Robert Rudié
In memoriam
By Robert Faires, Fri., March 23, 2012
If the violins across the city sound especially melancholy this month, it may be because they're mourning the loss of a longtime master of the fiddle – perhaps the longest Austin's known. Robert Rudié passed away Sunday, March 4, three weeks after turning 93, and he'd spent 86 of those years working a bow. What with his concert debut at age 10, this son of a pianist mother and cellist father – émigrés from France – logged more than fourscore years as a violinist in concert halls, theatres, and salons. That alone would be cause to honor Rudié, but he did so much more worth remembering: as an educator, as a conductor, as an actor, as an advocate for chamber music in homes and schools.
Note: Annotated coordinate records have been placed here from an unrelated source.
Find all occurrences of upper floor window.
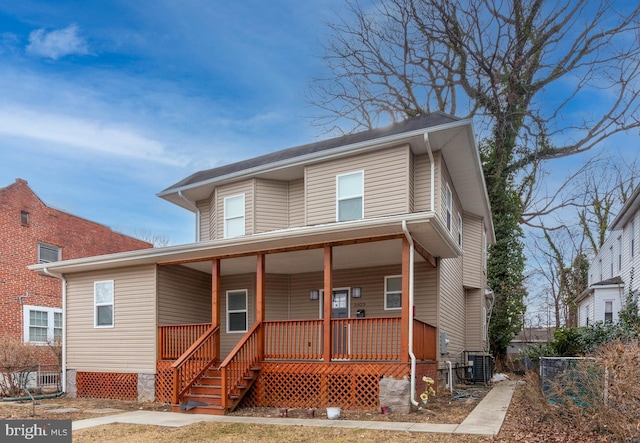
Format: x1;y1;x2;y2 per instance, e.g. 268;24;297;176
38;243;60;263
444;184;453;232
227;289;249;332
336;171;364;221
604;300;613;323
384;275;402;310
23;305;62;343
93;280;114;328
224;194;244;238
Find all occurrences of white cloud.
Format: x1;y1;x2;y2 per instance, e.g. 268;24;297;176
26;25;89;60
0;107;185;166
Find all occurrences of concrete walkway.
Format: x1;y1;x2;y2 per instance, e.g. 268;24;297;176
71;380;516;436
He first arrived in Austin in 1981 as a visiting professor of violin at the University of Texas. By then, Rudié had packed a lot into his life: graduating with honors from Juilliard; playing violin with the NBC Symphony Orchestra; performing at the Casals Festivals in Europe and Puerto Rico; touring extensively across North America with his own ensemble, the Rudié Sinfonietta; directing the music program at Riverdale Country School; playing with the Riverdale String Quartet; serving as concertmaster for numerous orchestras, including the New York City Ballet, American Symphony Orchestra, and the Aspen Festival; teaching at the Harlem School of the Arts, Music Conservatory of Westchester, and Vassar College; and creating a solo stage show about Nicolò Paganini, which led to him portray the legendary violin virtuoso in two episodes of Steve Allen's Emmy Award-winning PBS series, Meeting of Minds.
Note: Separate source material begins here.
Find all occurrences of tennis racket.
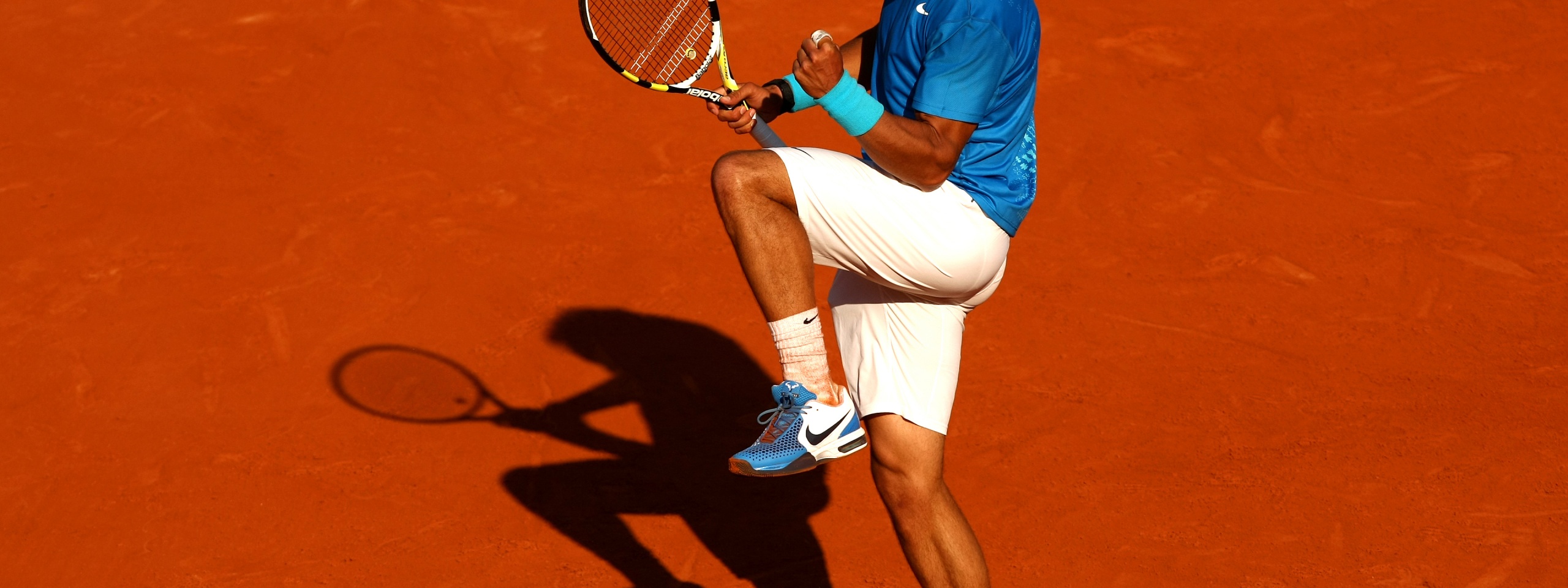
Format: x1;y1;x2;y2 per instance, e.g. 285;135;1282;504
579;0;784;148
333;345;538;428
Rudié stayed at UT just two years, but he made Austin his home after meeting pianist and composer Kathryn Mishell here, and he stayed as busy here as he had everywhere else. He spent 10 years as assistant concertmaster of the Austin Symphony Orchestra; launched the city's first series of professional chamber music concerts in private homes; founded Salon Concerts to further that activity; founded Chamber Music in Public Schools, or CHAMPS, to provide free in-school coaching for students playing chamber music; and renewed his boyhood love of acting, playing everyone from Sir Joseph Porter in H.M.S. Pinafore to Polonius to Scrooge on stages all across town, while also mounting several runs of Paganini! and his other solo show, Heroes & Lovers. He was well into his 10th decade before he stopped performing, teaching, and spreading his gospel of chamber music to students.
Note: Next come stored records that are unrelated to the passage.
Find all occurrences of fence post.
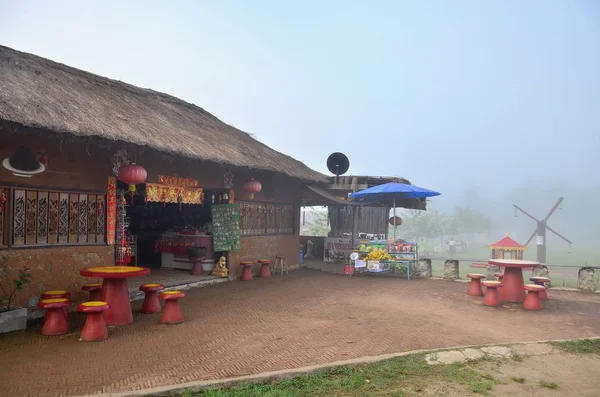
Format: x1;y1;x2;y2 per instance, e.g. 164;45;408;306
444;259;460;280
414;258;432;278
577;267;596;292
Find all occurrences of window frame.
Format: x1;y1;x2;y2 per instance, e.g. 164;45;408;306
0;183;108;250
237;200;296;237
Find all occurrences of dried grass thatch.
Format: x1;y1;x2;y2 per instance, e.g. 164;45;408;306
0;46;326;182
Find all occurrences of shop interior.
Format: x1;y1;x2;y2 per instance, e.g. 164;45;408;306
117;182;227;269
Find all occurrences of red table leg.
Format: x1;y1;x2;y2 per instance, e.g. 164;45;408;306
160;299;183;324
240;266;254;281
258;263;271;278
81;312;108;342
42;307;69;336
499;267;525;303
101;278;133;326
89;290;102;302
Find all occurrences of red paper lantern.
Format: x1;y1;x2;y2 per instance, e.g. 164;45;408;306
244;178;262;200
389;216;402;226
119;163;148;204
0;189;6;212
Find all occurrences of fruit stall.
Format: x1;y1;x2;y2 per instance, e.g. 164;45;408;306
350;240;419;280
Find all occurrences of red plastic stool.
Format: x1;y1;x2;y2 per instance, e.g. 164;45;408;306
529;277;550;301
467;273;485;296
159;291;185;324
81;283;102;302
77;301;110;342
38;298;71;336
258;259;273;278
523;284;546;310
481;281;502;307
240;262;254;281
140;283;165;314
40;289;71;322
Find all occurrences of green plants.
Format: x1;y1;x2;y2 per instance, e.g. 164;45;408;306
188;247;206;260
0;256;31;333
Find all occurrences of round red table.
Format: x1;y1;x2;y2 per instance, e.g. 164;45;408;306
79;266;150;326
488;259;540;303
The day Rudié passed, a concert featuring jazz and blues musician Chris Brubeck was held to benefit CHAMPS – a sad coincidence and yet also a symbolic fulfillment of Rudié's desire for the program to outlast him. In line with that wish, the family requests that gifts in Robert Rudié's memory be made to CHAMPS through Salon Concerts Inc., P.O. Box 163501, Austin, TX, 78716, or at www.salonconcerts.org. A memorial celebration will be held Thursday, April 5, 8pm, in the community hall of the Dell Jewish Community Center, 7300 Hart.